Singapore produced yet another first-round shock in the PDC World Cup of Darts last night, as Paul and Harith Lim sent the third seeds Wales packing on the first night of this year’s tournament.

Paul Lim, who turned 65 in January this year, is the oldest of the 64 players competing in Hamburg this week. And, quite rightly, a lot of the spotlight in this Singapore team goes his way.

He is a legend of this sport. In 1990, he hit the first nine-dart finish in a World Championship, and pocketed £52,000, more than double what a certain Phil Taylor took home for winning the whole event.

When you look at the stats from Singapore’s 5-3 win against the Welsh team of Gerwyn Price and Jonny Clayton, two players ranked inside the PDC Order of Merit’s top 16, the Lim’s posted a combined average of 92.51. Almost 10 points more than Wales’ 83.22.

Paul Lim had the highest individual average out of the four players with 97.07 and hit the winning double in three of Singapore’s five legs en route to victory. He had 13 scores of 100+ in eight legs.

On the rare occasions Paul Lim graces the big stage, he continues to impress. But let’s reserve a few words for his partner in this giant-killing Singapore team: Harith Lim.

Between the pair, Singapore hit nine 140s in last night’s win, six of those came from the left arm of Harith Lim. He hit one in each of the last four legs.

Throwing second in a pairs game, in which you start on 501, and with a partner stepping up first in Paul Lim, in the form he was in on the treble 20, there were not as many opportunities for Harith Lim to post big scores.

On Sky’s commentary during the early stages, Wayne Mardle and Mark Webster pointed out that it would be down to Harith Lim to chip in often, and he certainly did that.

His first visit was a 140 and then he set up Paul Lim for 32, which he pinned first dart for a 13-dart hold in the opening leg. But the next two legs it was Harith Lim’s misses on the outer ring which proved costly, five missed darts at doubles across legs two and three left Singapore trailing 2-1, when they could have been 3-0 up.

In the pairs format, and throwing second, there is more time to rue those missed chances at the back of the stage, like Harith Lim was, shaking his head as the game appeared to be slipping from his team’s grasp.

It was time for Paul Lim to resurrect Singapore’s World Cup bid, with scores of 121 and 140 in the fourth leg, before Harith Lim “chipped in” with double 10 first dart to break Wales straight back for 2-2.

Then came those flurry of 140s from Harith Lim, as well as a maximum from Paul Lim, and two leg-winning doubles with last dart in hand, as Singapore moved 4-3 in front in a race to five.

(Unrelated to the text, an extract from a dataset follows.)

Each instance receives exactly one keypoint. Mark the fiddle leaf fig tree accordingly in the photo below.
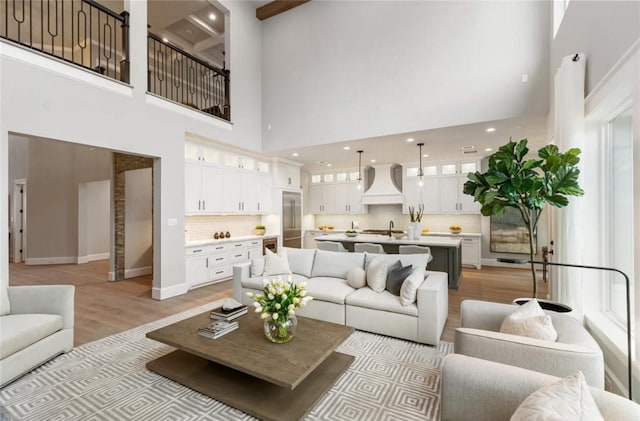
(526, 184)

A 134 from Paul Lim, then a 140 by Harith Lim, and a chance to break Wales again, and avoid a last-leg decider, came into view for Singapore. Clayton narrowly missed double 16 with his last dart to force that ninth leg, and up stepped Harith Lim looking at the same target.

As Clayton walked back after retrieving his darts, his partner Price offered him a fist bump, half in acknowledgement of his effort at the 95 checkout, but perhaps half in expecting Harith Lim to fluff his lines on the outer ring again.

But with his final dart, Harith Lim found the target, the match winner for Singapore, and now with Northern Ireland, the other seeds in their quarter of the draw, also departing, the Lims are now an 11/4 shot to reach the semi-finals on Sunday night.

Japan (9/4) are next on the agenda, while South Africa (10/3) and New Zealand (11/4) meet in the other last 16 tie in that bottom quarter which has been blown wide open. If Paul Lim can continue to post those high averages, and Harith Lim can chip in like he did last night, a first World Cup semi-final could soon come into view for Singapore.